Graduate (MSc) Programs

  • EE6317 – Chip Security with Machine Learning, MSc (Electronics) The objective of this course is to provide graduate students with an understanding of security challenges in chip design and manufacturing, and how machine learning can be used to address them. Students will learn to identify and mitigate hardware vulnerabilities such as hardware trojans, counterfeit ICs, and side-channel attacks.

  • NM6008 – Digital IC Design Lab for NTU-TUM MSc (IC Design) This course provides students with practical experience in the fundamentals of digital integrated circuit (IC) design and automation. Students will master architectural concepts and design methodologies required to integrate complex systems into a single circuit. The lab emphasises hands-on skills in signal processing and circuit verification to meet the high-performance demands of modern communication devices and large-scale transistor integration.

  • EE6309 – VLSI Systems, MSc (Electronics) This course explores the design and analysis of complex VLSI systems, focusing on data security, system noise considerations, and high-speed synchronization. Students examine memory organization and performance, alongside advanced concepts in parallel and pipeline processing architectures. The module also covers essential methodologies for system design verification and testability to ensure robust and reliable integrated circuit performance.

Undergraduate Programs

  • EE4344 – Analysis and Design of Integrated Circuits This course covers the analysis and design of CMOS analog integrated circuits. Topics include MOS transistor modelling, single-stage amplifiers, differential amplifiers, current mirrors, frequency response, and operational amplifier design. Students also explore stability, compensation, and the use of CAD tools for circuit simulation and layout.

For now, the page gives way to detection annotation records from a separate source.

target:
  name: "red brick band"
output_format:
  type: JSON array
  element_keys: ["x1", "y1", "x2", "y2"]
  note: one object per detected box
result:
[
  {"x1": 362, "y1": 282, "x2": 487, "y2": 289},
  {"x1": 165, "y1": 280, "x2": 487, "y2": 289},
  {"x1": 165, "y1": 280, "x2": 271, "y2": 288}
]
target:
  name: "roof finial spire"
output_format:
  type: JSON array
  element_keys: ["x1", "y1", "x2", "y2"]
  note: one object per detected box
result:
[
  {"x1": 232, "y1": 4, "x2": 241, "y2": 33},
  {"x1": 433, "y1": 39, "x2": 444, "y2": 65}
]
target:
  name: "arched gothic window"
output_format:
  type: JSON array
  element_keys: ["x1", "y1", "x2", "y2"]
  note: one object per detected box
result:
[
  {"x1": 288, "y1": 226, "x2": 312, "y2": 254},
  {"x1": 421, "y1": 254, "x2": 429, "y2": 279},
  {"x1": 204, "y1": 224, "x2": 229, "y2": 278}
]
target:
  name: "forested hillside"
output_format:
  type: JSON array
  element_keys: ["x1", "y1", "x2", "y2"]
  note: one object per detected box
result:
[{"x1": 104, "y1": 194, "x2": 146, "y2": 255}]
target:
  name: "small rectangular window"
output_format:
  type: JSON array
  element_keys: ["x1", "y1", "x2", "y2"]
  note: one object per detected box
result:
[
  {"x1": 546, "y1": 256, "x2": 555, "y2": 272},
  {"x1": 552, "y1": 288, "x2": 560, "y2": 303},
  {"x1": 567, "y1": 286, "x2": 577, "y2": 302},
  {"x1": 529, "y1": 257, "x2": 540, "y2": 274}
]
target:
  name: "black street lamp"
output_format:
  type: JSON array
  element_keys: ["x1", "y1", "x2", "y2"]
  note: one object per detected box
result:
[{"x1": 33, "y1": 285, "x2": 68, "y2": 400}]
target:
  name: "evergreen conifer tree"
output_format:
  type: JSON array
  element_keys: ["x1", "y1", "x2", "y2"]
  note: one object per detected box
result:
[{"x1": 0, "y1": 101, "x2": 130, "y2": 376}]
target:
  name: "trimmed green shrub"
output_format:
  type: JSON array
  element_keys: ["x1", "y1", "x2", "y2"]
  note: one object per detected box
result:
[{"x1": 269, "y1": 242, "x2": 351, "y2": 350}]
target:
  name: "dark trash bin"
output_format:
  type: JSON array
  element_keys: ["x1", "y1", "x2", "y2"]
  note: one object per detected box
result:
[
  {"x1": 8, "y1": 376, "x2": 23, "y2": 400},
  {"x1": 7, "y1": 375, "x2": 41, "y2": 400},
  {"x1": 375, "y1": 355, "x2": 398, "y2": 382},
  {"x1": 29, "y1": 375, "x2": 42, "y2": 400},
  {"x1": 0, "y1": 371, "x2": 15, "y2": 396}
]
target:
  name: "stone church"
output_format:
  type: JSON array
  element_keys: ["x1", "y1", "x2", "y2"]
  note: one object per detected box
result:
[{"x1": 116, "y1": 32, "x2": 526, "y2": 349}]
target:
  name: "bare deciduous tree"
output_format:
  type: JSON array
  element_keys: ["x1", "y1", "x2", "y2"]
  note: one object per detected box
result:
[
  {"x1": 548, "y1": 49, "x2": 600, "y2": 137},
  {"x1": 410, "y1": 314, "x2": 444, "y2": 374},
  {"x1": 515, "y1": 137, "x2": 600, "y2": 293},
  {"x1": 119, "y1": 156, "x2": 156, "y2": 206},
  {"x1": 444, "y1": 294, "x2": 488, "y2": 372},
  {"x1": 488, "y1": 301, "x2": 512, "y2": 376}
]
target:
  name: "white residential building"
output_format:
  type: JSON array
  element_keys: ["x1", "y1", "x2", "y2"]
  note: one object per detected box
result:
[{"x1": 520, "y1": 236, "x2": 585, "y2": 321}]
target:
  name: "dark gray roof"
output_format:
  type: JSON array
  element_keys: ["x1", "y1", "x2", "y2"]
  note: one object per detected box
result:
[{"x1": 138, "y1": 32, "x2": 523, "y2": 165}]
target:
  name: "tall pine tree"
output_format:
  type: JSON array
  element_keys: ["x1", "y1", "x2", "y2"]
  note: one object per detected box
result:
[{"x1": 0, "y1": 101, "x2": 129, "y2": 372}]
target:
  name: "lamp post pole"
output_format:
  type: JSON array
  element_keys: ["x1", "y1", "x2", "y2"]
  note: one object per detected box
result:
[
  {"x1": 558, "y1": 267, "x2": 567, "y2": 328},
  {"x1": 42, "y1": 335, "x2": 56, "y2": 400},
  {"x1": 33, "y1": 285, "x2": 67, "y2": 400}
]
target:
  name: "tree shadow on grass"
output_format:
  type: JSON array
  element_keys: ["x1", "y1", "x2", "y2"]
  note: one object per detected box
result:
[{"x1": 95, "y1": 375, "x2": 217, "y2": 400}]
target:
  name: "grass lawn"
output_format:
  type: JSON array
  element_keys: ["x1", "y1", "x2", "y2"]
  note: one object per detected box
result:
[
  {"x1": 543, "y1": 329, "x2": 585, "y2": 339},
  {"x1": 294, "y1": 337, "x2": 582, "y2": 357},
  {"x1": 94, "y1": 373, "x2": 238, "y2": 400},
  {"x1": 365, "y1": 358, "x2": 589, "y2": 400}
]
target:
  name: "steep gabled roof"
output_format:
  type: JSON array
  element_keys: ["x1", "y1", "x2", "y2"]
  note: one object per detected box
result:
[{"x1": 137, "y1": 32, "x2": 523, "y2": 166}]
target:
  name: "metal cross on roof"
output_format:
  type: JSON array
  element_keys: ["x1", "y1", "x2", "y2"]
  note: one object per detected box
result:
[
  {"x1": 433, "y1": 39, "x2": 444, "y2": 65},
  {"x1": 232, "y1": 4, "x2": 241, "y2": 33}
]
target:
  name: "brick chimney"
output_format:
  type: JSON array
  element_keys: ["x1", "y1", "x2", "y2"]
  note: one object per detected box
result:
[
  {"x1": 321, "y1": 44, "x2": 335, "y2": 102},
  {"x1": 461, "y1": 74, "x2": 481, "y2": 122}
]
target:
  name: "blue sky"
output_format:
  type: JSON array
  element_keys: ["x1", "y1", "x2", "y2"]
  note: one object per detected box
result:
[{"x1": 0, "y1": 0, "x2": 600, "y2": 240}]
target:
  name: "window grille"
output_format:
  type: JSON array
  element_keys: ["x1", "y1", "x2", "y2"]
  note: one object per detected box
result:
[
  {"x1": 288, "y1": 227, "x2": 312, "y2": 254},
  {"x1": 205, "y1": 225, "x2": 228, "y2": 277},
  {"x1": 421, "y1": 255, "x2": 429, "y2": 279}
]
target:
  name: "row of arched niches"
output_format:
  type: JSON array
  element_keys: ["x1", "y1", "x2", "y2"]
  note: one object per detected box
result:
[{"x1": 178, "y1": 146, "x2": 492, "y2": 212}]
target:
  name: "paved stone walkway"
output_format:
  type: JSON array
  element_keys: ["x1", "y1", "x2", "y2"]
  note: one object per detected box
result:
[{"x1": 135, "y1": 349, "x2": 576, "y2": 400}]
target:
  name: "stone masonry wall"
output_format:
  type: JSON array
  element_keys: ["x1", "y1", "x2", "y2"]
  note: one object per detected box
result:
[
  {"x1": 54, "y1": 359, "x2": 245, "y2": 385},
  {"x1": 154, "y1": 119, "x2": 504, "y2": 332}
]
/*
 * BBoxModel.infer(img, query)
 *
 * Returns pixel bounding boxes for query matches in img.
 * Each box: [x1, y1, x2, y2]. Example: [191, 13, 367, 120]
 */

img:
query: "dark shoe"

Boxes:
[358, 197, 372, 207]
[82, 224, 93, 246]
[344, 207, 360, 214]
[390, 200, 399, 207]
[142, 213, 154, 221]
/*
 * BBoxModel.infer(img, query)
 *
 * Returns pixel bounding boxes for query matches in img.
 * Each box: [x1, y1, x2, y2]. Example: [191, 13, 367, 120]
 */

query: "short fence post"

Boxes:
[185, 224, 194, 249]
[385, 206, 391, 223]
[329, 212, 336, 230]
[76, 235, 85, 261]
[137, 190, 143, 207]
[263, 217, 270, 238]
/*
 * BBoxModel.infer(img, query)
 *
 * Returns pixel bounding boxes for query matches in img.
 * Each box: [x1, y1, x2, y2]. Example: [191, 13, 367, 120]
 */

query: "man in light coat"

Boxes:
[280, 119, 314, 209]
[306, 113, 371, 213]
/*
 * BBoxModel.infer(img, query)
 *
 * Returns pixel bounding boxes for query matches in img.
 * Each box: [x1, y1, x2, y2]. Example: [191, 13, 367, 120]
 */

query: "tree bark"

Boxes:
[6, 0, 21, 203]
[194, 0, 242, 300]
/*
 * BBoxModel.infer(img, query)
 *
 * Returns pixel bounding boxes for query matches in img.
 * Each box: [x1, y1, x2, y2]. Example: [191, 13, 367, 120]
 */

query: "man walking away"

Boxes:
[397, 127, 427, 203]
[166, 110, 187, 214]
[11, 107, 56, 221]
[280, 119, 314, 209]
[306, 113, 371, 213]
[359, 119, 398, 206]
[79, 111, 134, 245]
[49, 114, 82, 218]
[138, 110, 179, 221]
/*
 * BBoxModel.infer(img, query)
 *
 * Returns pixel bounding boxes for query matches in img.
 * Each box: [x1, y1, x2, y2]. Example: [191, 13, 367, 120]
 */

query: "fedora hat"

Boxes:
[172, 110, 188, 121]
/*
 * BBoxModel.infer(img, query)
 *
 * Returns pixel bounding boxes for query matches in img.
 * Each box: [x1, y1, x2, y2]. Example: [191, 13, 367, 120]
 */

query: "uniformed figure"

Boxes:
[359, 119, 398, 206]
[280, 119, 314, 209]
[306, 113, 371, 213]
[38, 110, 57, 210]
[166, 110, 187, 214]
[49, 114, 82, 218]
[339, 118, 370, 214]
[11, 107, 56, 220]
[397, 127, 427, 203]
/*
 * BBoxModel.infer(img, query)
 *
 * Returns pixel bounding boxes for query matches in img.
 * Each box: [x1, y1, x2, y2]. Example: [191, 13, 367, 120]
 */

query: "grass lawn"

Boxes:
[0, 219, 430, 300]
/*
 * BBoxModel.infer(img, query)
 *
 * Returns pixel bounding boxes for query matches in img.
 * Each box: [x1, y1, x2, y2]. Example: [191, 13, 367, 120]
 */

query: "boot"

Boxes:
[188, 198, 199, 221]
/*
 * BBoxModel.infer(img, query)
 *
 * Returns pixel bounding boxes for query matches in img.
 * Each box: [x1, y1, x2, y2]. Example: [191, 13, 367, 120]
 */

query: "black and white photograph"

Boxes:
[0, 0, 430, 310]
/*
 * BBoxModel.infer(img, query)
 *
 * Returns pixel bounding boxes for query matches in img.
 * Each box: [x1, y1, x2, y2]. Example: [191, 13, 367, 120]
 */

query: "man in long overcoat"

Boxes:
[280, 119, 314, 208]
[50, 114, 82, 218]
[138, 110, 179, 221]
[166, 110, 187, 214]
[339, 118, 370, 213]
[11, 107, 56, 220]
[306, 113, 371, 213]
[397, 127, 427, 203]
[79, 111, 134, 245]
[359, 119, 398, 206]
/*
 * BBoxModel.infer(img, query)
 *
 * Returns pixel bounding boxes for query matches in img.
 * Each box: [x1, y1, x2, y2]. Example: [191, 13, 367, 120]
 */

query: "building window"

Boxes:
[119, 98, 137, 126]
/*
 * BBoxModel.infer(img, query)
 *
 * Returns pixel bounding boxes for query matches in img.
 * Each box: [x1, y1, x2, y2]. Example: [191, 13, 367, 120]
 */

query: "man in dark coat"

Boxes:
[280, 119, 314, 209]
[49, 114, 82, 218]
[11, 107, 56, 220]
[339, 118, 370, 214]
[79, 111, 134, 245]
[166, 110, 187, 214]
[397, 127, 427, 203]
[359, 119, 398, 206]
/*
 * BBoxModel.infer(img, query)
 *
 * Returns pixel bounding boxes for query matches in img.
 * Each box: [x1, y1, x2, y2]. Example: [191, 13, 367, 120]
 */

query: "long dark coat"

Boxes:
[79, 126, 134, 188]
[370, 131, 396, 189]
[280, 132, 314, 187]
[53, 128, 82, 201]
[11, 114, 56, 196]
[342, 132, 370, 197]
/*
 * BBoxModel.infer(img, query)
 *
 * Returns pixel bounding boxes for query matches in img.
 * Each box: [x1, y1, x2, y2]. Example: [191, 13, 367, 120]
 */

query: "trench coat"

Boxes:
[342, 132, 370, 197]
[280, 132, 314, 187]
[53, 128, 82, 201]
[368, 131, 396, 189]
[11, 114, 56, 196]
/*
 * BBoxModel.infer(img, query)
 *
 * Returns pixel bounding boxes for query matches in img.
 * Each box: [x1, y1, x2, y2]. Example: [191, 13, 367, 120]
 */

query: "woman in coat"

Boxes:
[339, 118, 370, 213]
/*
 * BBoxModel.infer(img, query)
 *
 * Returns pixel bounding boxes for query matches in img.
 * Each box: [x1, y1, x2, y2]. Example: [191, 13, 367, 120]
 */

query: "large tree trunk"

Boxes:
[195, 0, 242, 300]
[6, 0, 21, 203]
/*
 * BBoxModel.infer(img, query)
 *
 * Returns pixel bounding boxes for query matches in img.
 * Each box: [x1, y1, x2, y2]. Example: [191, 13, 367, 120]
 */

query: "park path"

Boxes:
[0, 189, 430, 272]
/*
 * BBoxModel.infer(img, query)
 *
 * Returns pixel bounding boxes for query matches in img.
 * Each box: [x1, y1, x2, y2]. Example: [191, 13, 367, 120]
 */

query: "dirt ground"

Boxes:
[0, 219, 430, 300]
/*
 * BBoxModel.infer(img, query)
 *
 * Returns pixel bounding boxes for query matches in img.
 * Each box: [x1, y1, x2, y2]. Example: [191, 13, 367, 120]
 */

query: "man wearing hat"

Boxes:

  • EE3019 – Integrated Electronics This course introduces the principles of integrated circuit fabrication and the operation of fundamental semiconductor devices. It focuses on the analysis and design of analog electronic circuits, including feedback amplifiers, power amplifiers, and tuned amplifiers, as well as the characteristics of differential and operational amplifiers.

  • IE2104 – Digital Electronics This course provides a foundation in digital logic design. It covers number systems, Boolean algebra, logic gates, and the minimization of logic functions. Students learn to design combinational circuits (such as adders and multiplexers) and sequential circuits (including flip-flops, counters, and registers) using standard MSI/LSI components.

  • CET919 – Design for Trust Part of the Continuing Education and Training (CET) curriculum, this course focuses on hardware security and trust throughout the IC lifecycle. It covers techniques for detecting hardware trojans, ensuring IP protection, and implementing hardware-based security primitives like Physically Unclonable Functions (PUFs) and True Random Number Generators (TRNGs).

  • CET921 – Side-Channel-Attacks & Countermeasures This course delves into the physical security of cryptographic implementations. Students study various side-channel attacks, including Power Analysis (SPA/DPA) and Electromagnetic Analysis, and learn to implement effective countermeasures at both the algorithmic and architectural levels to protect sensitive data from physical leakage.